El arriero no hizo caso de estas razones y las tiró tan lejos como pudo, pensando que
eran trastos viejos. Entonces, don Quijote levantó la lanza y le dio un golpe tan grande
en la cabeza que lo derribó al suelo y lo dejó malherido. Luego, recogió sus armas y
volvió a pasearse como antes.
Los demás arrieros, cuando vieron lo sucedido, comenzaron a tirarle piedras a
don Quijote —quien, escondido tras su escudo, amenazaba con castigar tal ofensa—,
hasta que el ventero logró detenerlos diciéndoles que se trataba de un loco.
Finalmente, el ventero se acercó a él y le propuso armarlo caballero allí mismo,
en mitad del campo. Sacó el libro donde anotaba los gastos de sus clientes y,
acompañado por un muchacho y las dos conocidas doncellas, comenzó la disparatada
ceremonia. Mandó ponerse de rodillas a don Quijote, fingió que leía una oración,
levantó la mano, le dio un buen golpe en el cuello y después otro con su misma espada,
siempre hablando entre dientes, como si rezara.

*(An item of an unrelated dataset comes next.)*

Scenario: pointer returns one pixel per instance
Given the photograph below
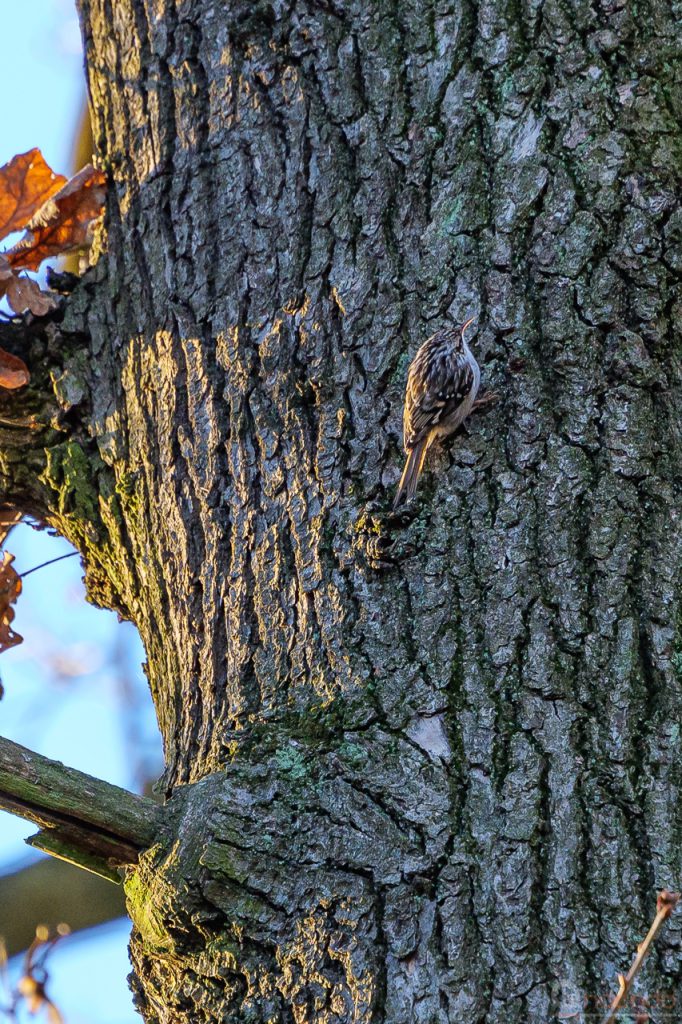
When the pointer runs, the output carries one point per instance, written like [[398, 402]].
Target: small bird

Al terminar, don Quijote preparó a Rocinante, abrazó al ventero y le pidió que le
abriera las puertas de su castillo, pues debía partir cuanto antes para ayudar a las viudas
y los huérfanos.
—Primero tendréis que pagarme la cena y la paja de vuestro caballo —le
advirtió el posadero.
—No puedo pagaros —respondió don Quijote—; nunca he leído que los
caballeros andantes lleven dinero encima.
—Los libros no lo dicen porque está claro como el agua —explicó el ventero—,
pero los caballeros llevan siempre dinero y camisas limpias. Y sus escuderos cargan con
vendas y pomadas por si acaso han de curar las heridas de su señor.
Don Quijote prometió seguir los consejos del que creía amo del castillo, y,
contento de verse armado caballero, salió de allí al amanecer.